In 1916, the Congressional Union formed the Woman’s Party, comprised of the enfranchised members of the Congressional Union. In 1917, the two organizations formally merged to form the National Woman’s Party (NWP). From the Pankhursts, Paul adopted the philosophy to “hold the party in power responsible.” The NWP would withhold its support from the existing political parties until women had gained the right to vote and “punish” those parties in power who did not support suffrage. Under her leadership, the NWP targeted Congress and the White House through a revolutionary strategy of sustained dramatic, nonviolent protests. The colorful, spirited suffrage marches, the suffrage songs, the violence the women faced (they were physically attacked and their banners were torn from their hands), the daily pickets and arrests at the White House, the hunger strikes and brutal prison conditions, the national speaking tours and newspaper headlines—all created enormous public support for suffrage.

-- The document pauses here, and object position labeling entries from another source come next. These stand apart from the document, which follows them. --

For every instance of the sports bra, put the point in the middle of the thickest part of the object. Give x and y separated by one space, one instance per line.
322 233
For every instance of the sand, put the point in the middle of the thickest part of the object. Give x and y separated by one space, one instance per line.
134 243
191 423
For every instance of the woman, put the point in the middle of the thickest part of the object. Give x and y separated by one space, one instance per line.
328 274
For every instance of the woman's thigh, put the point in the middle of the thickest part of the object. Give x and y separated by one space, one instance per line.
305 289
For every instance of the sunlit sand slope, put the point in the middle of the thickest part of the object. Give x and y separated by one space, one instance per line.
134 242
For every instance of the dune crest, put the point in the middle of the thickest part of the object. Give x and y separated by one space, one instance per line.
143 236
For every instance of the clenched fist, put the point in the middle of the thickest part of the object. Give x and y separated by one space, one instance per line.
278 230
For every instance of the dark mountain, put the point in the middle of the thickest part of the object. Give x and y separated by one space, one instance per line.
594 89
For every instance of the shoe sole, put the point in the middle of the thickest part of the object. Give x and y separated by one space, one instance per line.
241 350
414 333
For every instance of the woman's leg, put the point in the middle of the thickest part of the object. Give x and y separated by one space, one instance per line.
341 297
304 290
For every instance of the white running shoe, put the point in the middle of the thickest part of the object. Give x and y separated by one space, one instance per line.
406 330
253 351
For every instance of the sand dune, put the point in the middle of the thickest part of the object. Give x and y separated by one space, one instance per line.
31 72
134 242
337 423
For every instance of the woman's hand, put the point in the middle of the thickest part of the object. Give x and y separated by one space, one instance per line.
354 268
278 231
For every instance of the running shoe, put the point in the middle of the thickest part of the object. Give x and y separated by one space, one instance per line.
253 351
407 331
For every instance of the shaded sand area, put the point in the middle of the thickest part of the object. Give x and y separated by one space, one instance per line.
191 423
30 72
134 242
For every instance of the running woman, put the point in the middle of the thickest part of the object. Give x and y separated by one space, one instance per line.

In 1920, the 72-year struggle ended with the ratification of the 19th Amendment, the “Susan B. Anthony” Amendment, granting women the vote. Paul believed that the vote was just the first step in women’s quest for full equality. In 1922, she reorganized the NWP with the goal of eliminating all discrimination against women. In 1923, Paul wrote the Equal Rights Amendment (ERA), also known as the Lucretia Mott Amendment, and launched what would be for her a life-long campaign to win full equality for women.
In addition to working on issues affecting American women, the NWP was extensively involved in the international women’s rights movement beginning in the early 1920s. In 1928, the NWP assisted in the establishment of the Inter-American Commission of Women (IACW), which served as an advisory and policy-planning unit on women’s issues for what is now the Organization of American States. The NWP sought equality measures for women at the League of Nations through Equal Rights International and the International Labor Organization. The Party also provided assistance to Puerto Rican and Cuban women in their suffrage campaigns. In 1938, Alice Paul founded the World Woman’s Party, which, until 1954, served as the NWP’s international organization. In 1945, Paul was instrumental in the incorporation of language regarding women’s equality in the United Nations Charter and in the establishment of a permanent UN Commission on the Status of Women.